It is reported that Nationwide, one of the UK’s largest building societies, has made the decision to delay the launch of its SME lending programme.
According to the Financial Times, this decision was caused by regulators demanding Nationwide hold more capital in order to cushion itself against further downturns in the economy. As a result, it will not begin to lend to SMEs until 2016 rather than later this year as originally planned.
The Prudential Regulation Authority (PRA) has set Nationwide the challenge of lifting its leverage ratio to 3 per cent by the end of 2015. At present, its leverage ratio – the measure of the building society’s capital as a percentage of assets – is only 2 per cent, meaning that any loans which pose a risk could significantly affect Nationwide’s targets.
Rather than entering into the SME lending market, Nationwide will, for the moment, focus on increasing its market share of current accounts. Yet a spokesman reassured small businesses that Nationwide remains committed to providing loans in the future.
He said; “We have previously said that it is our strategic intention to enter the SME banking market and that we will do this at the right time for the society and our members. That remains our intention.”
However, this is likely to be of little comfort to SMEs currently struggling to acquire the capital required for growth.

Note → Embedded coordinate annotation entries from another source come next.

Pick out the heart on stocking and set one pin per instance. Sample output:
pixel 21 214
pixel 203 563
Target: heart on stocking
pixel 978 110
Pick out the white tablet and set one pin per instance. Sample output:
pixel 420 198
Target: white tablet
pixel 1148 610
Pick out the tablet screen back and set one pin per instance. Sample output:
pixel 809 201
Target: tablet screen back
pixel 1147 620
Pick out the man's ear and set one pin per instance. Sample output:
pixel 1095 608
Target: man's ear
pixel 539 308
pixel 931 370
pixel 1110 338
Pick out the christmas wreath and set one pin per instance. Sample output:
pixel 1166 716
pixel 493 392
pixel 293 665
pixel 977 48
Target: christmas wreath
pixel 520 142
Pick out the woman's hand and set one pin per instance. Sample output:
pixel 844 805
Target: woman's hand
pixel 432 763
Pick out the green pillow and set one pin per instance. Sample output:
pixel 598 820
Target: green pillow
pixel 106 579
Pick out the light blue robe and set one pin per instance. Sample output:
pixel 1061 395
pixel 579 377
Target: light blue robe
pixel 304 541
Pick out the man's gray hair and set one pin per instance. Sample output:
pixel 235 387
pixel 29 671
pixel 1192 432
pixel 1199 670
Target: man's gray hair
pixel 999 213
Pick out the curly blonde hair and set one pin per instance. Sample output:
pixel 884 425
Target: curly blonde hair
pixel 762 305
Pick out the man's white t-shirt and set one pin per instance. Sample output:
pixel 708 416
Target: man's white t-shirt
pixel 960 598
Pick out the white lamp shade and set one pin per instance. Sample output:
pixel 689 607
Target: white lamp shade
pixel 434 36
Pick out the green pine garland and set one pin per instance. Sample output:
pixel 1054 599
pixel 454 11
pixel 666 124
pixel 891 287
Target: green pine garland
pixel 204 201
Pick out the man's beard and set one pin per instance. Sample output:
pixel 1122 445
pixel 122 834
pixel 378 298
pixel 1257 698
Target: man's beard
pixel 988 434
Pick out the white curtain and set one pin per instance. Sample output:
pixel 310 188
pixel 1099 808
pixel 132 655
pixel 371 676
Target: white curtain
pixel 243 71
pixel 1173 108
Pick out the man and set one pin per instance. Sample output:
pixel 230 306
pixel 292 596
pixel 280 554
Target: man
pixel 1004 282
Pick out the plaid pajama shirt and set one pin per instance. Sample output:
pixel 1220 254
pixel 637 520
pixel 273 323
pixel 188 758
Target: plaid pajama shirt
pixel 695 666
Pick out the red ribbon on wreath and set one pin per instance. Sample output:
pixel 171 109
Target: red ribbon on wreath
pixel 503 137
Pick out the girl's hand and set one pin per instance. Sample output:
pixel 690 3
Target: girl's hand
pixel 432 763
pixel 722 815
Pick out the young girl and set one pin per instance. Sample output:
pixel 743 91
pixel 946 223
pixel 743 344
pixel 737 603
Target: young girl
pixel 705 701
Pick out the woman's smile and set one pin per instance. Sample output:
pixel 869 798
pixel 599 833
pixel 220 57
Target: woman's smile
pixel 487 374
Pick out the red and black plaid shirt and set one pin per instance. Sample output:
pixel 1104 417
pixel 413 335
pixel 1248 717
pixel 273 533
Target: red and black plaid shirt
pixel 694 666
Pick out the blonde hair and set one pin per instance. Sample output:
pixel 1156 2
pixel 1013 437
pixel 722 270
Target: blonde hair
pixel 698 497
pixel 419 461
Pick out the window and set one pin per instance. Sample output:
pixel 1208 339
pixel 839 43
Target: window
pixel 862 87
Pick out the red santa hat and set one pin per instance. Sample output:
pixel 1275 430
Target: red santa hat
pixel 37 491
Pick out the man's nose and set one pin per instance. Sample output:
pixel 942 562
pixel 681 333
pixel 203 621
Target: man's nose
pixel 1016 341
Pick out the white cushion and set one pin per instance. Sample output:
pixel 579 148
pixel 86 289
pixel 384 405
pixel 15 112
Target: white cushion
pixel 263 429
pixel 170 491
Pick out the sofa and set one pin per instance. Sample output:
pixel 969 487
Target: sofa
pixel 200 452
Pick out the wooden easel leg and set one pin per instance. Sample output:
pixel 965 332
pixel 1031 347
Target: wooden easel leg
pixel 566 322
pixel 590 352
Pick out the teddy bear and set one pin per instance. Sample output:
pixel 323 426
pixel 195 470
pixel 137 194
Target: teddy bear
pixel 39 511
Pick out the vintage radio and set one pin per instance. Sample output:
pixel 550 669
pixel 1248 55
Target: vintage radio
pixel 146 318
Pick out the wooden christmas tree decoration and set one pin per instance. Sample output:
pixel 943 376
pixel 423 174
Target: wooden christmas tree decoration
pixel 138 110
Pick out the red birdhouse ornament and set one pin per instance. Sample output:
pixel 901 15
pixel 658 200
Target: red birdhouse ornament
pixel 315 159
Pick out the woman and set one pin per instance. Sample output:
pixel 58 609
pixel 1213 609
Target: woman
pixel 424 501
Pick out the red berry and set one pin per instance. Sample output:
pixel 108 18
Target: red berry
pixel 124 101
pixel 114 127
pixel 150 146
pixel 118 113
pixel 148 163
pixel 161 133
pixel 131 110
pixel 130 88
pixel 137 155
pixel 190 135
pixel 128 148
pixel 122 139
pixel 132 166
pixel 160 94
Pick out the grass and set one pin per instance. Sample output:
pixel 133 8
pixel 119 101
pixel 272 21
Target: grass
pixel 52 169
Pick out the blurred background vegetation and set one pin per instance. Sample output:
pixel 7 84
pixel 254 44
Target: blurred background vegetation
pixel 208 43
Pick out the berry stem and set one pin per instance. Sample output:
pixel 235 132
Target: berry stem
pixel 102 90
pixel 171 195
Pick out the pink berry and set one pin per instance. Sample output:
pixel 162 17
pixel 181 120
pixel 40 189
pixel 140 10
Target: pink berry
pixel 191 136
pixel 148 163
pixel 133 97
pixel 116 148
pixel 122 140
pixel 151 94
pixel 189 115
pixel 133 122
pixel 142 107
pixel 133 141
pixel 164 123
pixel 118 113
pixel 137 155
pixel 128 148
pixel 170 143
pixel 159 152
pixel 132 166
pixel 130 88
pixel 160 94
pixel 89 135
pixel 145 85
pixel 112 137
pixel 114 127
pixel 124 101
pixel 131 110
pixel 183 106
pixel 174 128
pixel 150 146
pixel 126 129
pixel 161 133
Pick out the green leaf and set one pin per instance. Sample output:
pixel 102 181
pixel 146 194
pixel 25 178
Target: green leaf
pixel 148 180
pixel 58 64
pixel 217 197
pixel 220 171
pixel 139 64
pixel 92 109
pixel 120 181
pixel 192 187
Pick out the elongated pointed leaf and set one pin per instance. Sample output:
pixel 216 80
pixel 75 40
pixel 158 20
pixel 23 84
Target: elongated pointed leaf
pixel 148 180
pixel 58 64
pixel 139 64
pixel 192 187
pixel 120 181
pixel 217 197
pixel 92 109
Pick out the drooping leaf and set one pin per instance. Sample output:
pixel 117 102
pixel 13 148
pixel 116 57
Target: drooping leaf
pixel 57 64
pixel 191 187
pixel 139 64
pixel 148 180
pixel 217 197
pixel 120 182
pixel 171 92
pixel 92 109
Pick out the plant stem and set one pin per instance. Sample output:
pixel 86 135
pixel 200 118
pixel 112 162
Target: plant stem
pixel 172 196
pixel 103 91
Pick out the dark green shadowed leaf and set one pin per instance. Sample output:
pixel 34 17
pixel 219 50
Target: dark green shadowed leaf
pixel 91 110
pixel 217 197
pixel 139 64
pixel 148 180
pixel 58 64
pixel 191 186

Furthermore, this move could prove detrimental to full economic recovery, as the government believes this recovery depends on the unblocking of a “credit logjam” preventing small firms from expanding and creating new jobs.
Business secretary Vince Cable entered into the debate last week, claiming that demands by regulatory bodies that banks raise their capital levels is in fact causing further stress within the economy.
He said; “One of the anxieties in the business community is that the so-called ‘capital Taliban’ in the Bank of England are imposing restrictions which at this delicate stage of recovery actually make it more difficult for companies to operate and expand.”
Of course, the UK cannot afford another banking crisis triggered by unsafe lending, as a further dip into recession could spell real trouble for consumer-reliant industries such as leisure and retail. However, with small businesses struggling to meet their expansion targets, surely the priority of both regulators and the government should be to find a safe middle ground which allows the economy, and SMEs, to flourish.
Do you think that banks increasing their levels of capital should come at the expense of SME lending?